Lorenna saiu de Candeias, região metropolitana de Salvador, para eventos globais de tecnologia. De trabalhador rural atrasado na escola, Jilcélio alçou o mestrado. Valdiléia fez do seu quintal ícone da agricultura familiar.

Os três tiveram suas vidas transformadas por meio de ensino profissionalizante.

Foi no curso de automação industrial do IFBA (Instituto Federal de Educação, Ciência e Tecnologia da Bahia) que Lorenna Vilas Boas, 23, desenvolveu a paixão pela robótica. Aos 13, egressa como bolsista do Serviço Social da Indústria, já saía da periferia de Candeias às 5h e percorria 50 km até Salvador, para a aula.

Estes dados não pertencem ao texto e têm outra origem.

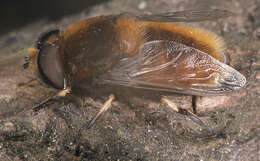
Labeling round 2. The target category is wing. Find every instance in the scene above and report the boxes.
[100,40,246,95]
[138,9,234,22]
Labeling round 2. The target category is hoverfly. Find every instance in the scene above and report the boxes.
[25,9,246,137]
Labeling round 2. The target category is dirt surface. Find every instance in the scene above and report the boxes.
[0,0,260,161]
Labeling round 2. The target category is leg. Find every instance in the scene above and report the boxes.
[33,87,71,112]
[161,96,226,138]
[87,94,115,129]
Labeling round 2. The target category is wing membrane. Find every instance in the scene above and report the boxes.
[139,9,234,22]
[101,40,245,95]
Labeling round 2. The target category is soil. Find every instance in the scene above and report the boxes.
[0,0,260,161]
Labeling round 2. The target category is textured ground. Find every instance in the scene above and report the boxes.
[0,0,260,161]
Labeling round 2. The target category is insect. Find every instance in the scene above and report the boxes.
[25,9,246,137]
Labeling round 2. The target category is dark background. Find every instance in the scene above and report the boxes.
[0,0,108,35]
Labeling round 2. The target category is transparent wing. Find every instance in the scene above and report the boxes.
[101,40,246,95]
[139,9,234,22]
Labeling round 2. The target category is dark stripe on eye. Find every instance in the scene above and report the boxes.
[36,29,60,49]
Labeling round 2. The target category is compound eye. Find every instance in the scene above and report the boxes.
[38,44,66,89]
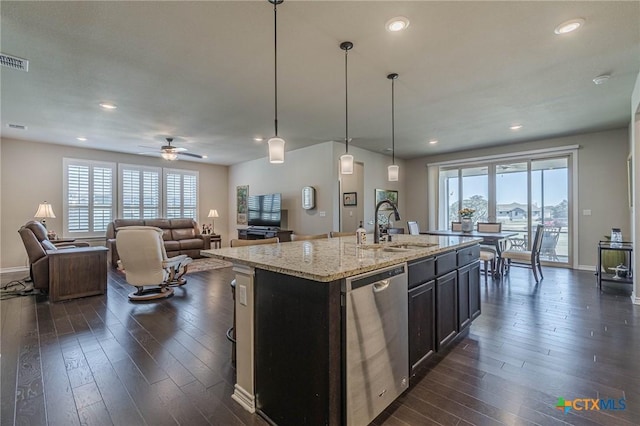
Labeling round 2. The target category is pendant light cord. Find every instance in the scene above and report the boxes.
[391,78,396,164]
[344,49,349,154]
[273,3,278,137]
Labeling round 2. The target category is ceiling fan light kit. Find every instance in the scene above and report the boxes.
[267,0,285,164]
[340,41,353,175]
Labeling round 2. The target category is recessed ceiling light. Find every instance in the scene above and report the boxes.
[385,16,409,32]
[553,18,584,34]
[100,102,118,109]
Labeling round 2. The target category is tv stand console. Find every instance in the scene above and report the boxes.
[238,227,293,243]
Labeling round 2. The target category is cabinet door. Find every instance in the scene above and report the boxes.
[458,261,480,331]
[436,271,458,350]
[409,281,436,375]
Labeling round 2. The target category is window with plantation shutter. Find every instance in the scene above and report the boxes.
[118,164,162,219]
[163,169,198,221]
[63,158,115,237]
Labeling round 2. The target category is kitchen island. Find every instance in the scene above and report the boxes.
[202,235,480,425]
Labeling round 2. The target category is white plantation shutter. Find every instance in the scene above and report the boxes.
[118,164,162,219]
[63,158,115,237]
[164,169,198,221]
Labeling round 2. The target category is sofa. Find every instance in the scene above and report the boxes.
[107,219,211,268]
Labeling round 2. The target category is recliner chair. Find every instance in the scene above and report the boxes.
[18,220,89,290]
[116,226,192,301]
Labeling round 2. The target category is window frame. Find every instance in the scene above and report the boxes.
[62,157,118,238]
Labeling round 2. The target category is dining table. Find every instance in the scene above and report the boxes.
[420,229,519,276]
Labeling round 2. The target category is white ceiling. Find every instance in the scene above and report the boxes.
[0,0,640,164]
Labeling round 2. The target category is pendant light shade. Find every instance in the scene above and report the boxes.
[387,164,400,182]
[267,0,285,164]
[340,41,353,175]
[340,154,353,175]
[387,73,400,182]
[268,137,284,164]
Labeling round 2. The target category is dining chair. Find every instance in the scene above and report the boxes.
[476,222,502,281]
[407,220,420,235]
[291,234,329,241]
[501,224,544,283]
[227,237,280,366]
[329,231,356,238]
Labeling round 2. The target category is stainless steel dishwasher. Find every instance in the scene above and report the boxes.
[342,263,409,426]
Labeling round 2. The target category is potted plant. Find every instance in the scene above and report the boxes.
[600,235,627,274]
[458,207,476,232]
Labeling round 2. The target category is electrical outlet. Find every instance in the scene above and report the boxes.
[238,285,247,306]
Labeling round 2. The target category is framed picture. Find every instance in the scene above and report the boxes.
[342,192,358,207]
[376,189,398,210]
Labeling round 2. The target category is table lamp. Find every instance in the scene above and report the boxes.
[33,201,56,228]
[207,209,220,234]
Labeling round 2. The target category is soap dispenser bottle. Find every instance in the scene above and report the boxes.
[356,221,367,245]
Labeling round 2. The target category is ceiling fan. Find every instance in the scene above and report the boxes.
[139,138,207,161]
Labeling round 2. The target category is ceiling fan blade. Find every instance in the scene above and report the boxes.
[178,152,204,158]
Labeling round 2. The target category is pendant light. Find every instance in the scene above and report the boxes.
[387,73,400,182]
[267,0,284,164]
[340,41,353,175]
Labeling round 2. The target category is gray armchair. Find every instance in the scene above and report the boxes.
[18,220,89,290]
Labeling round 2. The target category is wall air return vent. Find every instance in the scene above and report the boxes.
[0,53,29,72]
[7,123,27,130]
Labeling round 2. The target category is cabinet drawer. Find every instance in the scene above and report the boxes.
[436,251,458,277]
[408,257,436,288]
[458,245,480,267]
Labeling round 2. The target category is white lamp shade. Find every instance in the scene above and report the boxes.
[33,201,56,218]
[269,137,284,164]
[160,152,178,161]
[340,154,353,175]
[387,164,400,182]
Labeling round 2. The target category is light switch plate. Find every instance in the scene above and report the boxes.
[238,285,247,306]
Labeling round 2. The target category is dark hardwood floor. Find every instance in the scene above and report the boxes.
[0,268,640,425]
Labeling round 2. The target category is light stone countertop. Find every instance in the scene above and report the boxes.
[201,234,482,282]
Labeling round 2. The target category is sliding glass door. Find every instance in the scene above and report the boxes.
[438,155,571,265]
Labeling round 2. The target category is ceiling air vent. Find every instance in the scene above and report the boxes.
[7,123,27,130]
[0,53,29,72]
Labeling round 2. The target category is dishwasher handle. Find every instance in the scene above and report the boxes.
[372,280,390,293]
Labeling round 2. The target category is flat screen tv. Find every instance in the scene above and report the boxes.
[247,194,282,228]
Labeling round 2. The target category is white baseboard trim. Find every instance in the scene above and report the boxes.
[231,383,256,413]
[577,265,596,274]
[0,266,29,274]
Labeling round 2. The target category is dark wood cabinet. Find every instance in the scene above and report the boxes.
[436,271,458,350]
[238,228,293,243]
[409,280,436,375]
[458,261,480,331]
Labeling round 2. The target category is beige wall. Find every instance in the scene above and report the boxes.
[629,73,640,305]
[0,139,229,270]
[228,142,406,234]
[407,129,631,268]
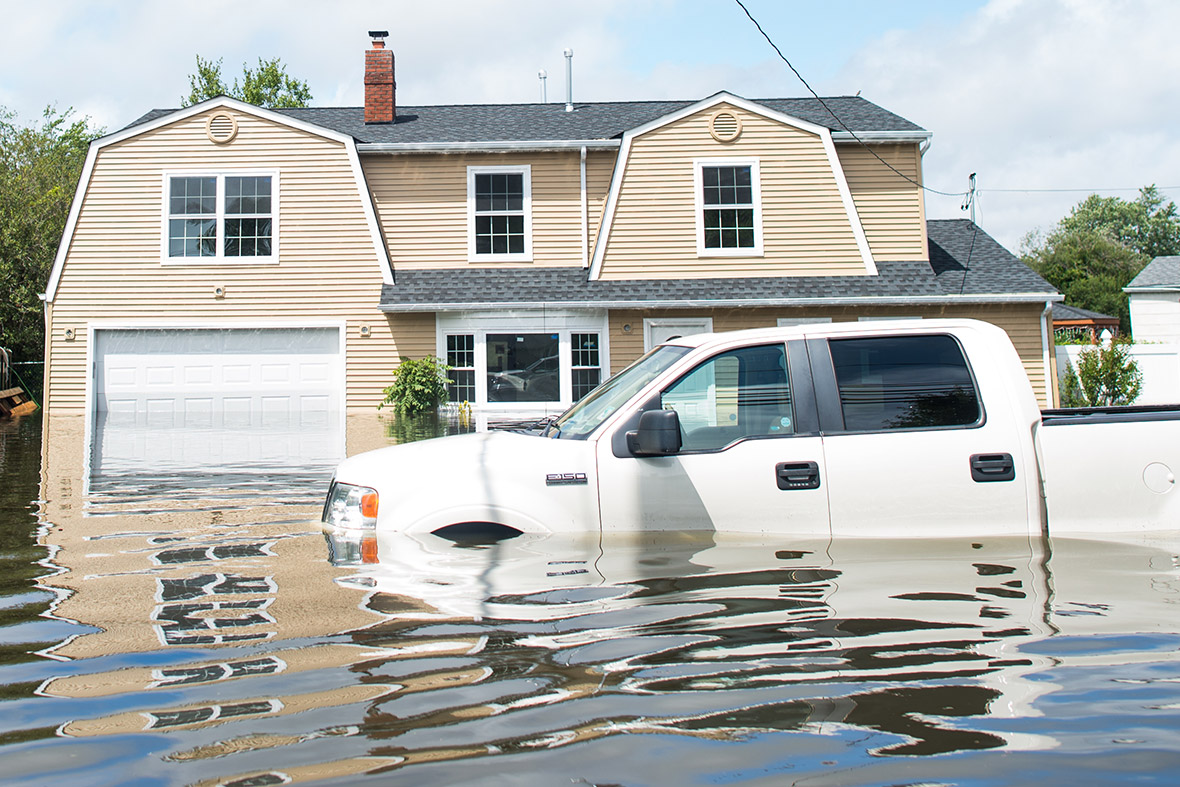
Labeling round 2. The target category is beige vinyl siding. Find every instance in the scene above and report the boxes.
[609,303,1051,407]
[586,150,618,255]
[361,150,615,270]
[602,104,866,278]
[47,113,405,413]
[835,143,929,262]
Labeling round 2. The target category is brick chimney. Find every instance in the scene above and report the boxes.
[365,29,398,123]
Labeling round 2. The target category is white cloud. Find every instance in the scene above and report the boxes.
[840,0,1180,250]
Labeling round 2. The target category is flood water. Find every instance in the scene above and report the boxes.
[0,417,1180,786]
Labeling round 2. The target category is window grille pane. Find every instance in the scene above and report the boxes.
[168,218,217,257]
[486,334,561,401]
[701,166,754,205]
[446,334,476,402]
[474,172,525,254]
[570,334,599,368]
[225,177,270,215]
[476,172,524,212]
[168,178,217,216]
[571,369,602,401]
[476,216,524,254]
[661,345,794,451]
[828,336,982,432]
[446,369,476,402]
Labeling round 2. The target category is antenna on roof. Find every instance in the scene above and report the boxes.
[563,48,573,112]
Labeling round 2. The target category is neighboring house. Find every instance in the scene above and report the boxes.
[45,32,1061,455]
[1053,303,1119,345]
[1122,257,1180,345]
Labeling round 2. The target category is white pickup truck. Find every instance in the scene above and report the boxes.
[323,320,1180,562]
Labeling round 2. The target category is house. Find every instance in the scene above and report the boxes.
[1122,257,1180,345]
[45,34,1060,455]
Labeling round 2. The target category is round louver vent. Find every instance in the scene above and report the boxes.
[709,110,741,142]
[205,112,237,145]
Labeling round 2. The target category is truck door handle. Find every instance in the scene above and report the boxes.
[971,453,1016,484]
[774,461,819,490]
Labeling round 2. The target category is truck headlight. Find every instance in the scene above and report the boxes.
[322,481,378,530]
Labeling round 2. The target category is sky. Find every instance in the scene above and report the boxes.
[0,0,1180,253]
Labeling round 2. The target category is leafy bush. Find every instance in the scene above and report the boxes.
[378,355,452,413]
[1062,339,1143,407]
[1057,361,1086,407]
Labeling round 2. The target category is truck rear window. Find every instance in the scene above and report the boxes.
[828,335,983,432]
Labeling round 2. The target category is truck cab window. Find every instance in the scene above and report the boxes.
[661,345,794,451]
[828,335,983,432]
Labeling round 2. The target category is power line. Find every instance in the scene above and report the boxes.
[734,0,966,197]
[979,185,1180,194]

Em 2017, selecionada em uma feira de robótica por ter desenvolvido um sistema de localização para deficientes físicos, Lorenna foi à Alemanha e aos Estados Unidos.

Lorena em Candeias (BA), com medalhas conquistadas na área de robótica
Lorenna em Candeias (BA), com medalhas conquistadas na área de robótica - Rafael Martins/ Folhapress

A partir daí, seu passaporte ganhou muitos carimbos. A estudante passou a ser embaixadora no Brasil do movimento global iamtheCODE, cuja meta é formar um milhão de programadoras até 2030. “Esses eventos me fizeram observar que é rara a presença feminina na área de tecnologia, sobretudo de negras.”

Por isso, criou o Clube Digital, com 25 meninas de bairros pobres de Salvador, em parceria com o Projeto Quabales e financiamento de multinacionais e da embaixada dos EUA.

Hoje, faz engenharia elétrica na Universidade Federal da Bahia, é estagiária na Braskem e mentora na ONG Safernet. “O ensino técnico me abriu muitas portas, mas não quero ser exceção à regra.”

Se Lorenna, aos 13, já iniciava o ensino técnico, aos 14, Jilcélio de Almeida estava na 4a série primária, em Miguel Calmon (360 km de Salvador), onde alternava a escola com a lida diária na zona rural, recebendo às vezes R$ 1,50 por dia.

“Tinha vez da gente comer banana verde com leite de babaçu para matar a fome na seca”, conta ele, o sexto de 11 filhos, pais semianalfabetos.

Jilcélio ainda estava na oitava série aos 21. Em 2007, topou com o filho de um fazendeiro a quem prestava serviço, professor na antiga Escola Agrotécnica Federal de Senhor Bonfim (hoje Ifbaiano, Instituto Federal Baiano), que sugeriu a ele prestar concurso para estudar na unidade a 180 km de sua casa.

Jilcélio passou de primeira para o curso de técnico agrícola. Por três anos, sobreviveu com R$ 80 por mês, enviados pela família.“Aprendi a administrar para dividir o aluguel na república, comer à noite e no fim de semana. A escola dava café e almoço”.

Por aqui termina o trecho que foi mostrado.